What’s also interesting is that McConnell must have reason to believe that 51 Republicans will support this resolution. Otherwise he wouldn’t let it come to the floor, right? It’d be a total messaging disaster for the GOP if Graham moved to denounce the House proceedings and then Romney, Murkowski, and a few others switched sides to vote with Schumer. Although, really, why would Romney et al. do that in this case? The resolution means nothing and it’s an easy opportunity to show solidarity with the party on a low-stakes vote. That’s the reason McConnell’s supporting it. Just dunk on the Democrats here and hope that satisfies Trump’s fans for a few weeks.
Lindsey knows what to say to satisfy them:
“If we were doing this, you’d be beating the sh– out of us,” Graham bluntly told a reporter at one point, accusing Democrats of selectively leaking testimony from their closed-door hearings, without affording Republicans the opportunity to subpoena or publicly cross-examine witnesses. “And, I think it says a lot about people in your business, with all due respect.”…
Graham’s resolution specifically called on the House to vote immediately to initiate a formal impeachment inquiry; and demanded that the House “provide President Trump, like every other American, with due process, to include the ability to confront his accusers, call witnesses on his behalf, and have a basic understanding of the accusations against him that would form any basis for impeachment.”…
“If we pulled this stunt, you’d be eating us alive,” Graham said at the news conference. “How many people have asked me about [diplomat] Bill Taylor’s opening statement?

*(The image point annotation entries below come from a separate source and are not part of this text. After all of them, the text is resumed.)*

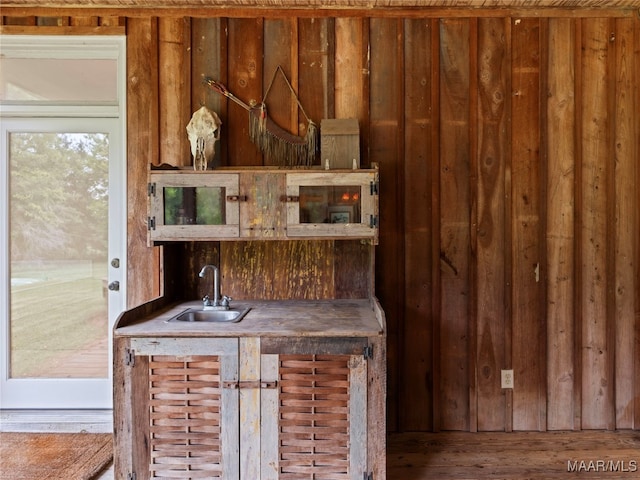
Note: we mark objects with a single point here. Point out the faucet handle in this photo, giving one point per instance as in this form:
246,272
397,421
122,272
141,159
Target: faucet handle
207,301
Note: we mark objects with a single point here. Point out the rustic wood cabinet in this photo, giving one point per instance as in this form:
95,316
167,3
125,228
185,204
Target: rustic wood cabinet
248,407
261,203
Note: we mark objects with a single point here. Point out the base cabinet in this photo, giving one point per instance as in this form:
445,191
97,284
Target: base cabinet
242,408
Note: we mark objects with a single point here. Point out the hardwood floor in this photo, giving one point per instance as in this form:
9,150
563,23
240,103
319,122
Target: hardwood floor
514,456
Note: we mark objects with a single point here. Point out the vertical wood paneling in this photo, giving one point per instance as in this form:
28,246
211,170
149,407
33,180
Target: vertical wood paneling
636,102
625,228
490,247
142,150
597,384
316,68
559,222
174,97
244,80
417,365
455,225
280,49
384,129
350,68
207,40
528,342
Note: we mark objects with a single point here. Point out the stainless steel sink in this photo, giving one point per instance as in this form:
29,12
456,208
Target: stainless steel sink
198,315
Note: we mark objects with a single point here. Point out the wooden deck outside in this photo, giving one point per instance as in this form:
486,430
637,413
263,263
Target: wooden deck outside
605,455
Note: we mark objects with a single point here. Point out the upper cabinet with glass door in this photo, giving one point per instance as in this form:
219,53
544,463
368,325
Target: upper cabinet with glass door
190,205
263,204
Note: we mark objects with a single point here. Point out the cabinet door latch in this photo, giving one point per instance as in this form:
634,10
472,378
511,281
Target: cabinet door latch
235,385
130,357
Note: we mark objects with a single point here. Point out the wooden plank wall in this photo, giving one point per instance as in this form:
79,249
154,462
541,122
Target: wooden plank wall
509,151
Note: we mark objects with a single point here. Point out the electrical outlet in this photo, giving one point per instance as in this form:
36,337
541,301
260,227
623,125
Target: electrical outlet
507,378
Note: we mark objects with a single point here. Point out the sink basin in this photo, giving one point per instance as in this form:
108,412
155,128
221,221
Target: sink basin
199,315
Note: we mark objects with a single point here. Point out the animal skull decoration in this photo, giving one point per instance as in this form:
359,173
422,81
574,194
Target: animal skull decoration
203,131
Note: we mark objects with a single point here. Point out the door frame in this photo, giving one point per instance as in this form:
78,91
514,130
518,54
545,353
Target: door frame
58,393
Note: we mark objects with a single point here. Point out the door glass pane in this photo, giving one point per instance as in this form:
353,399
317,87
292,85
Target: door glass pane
58,252
330,204
194,205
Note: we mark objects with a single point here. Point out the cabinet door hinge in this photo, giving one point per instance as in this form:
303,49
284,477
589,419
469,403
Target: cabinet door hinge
367,352
130,357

If we had Rudy Giuliani’s opening statement, and he said he did nothing wrong, I doubt that you would accept that. 47 Republican House members feel like it’s not working for them. They feel like [Kurt] Volker’s testimony has been selectively released, [Rep. John] Ratcliffe’s cross-examination of Taylor is not available to you. … There’s a way to do it.”
Graham also complained at this afternoon’s presser that “If you can drive down a president’s poll numbers by having proceedings where you selectively leak information, where the president who’s the subject of all this is pretty much shut out, God help future presidents.” Trump’s job approval is down a few points in the RCP average since the Ukraine story broke big but obviously everything is in flux as the inquiry proceeds. When (not if) he’s acquitted by the Senate after a public trial, he’ll likely recover fully. He may even get a bounce if the Democrats’ evidence at trial turns out to be as thin as House Republicans claim.
Here’s the list of Republican co-sponsors of Graham’s resolution as of 4:45 p.m. ET. There are 44. The nine holdouts are Alexander, Collins, Enzi, Gardner, Isakson, Murkowski, Portman, Romney, and Sullivan. Portman and Sullivan will dutifully join the sponsors but the other seven are … interesting cases, a mix of anti-Trumpers (Romney and Murkowski), incumbents facing very tough reelection bids (Collins and Gardner), and incumbents who are retiring and thus have nothing to lose by thwarting Trump (Alexander, Enzi, and Isakson). I think the last group will all join with Graham. What about the others?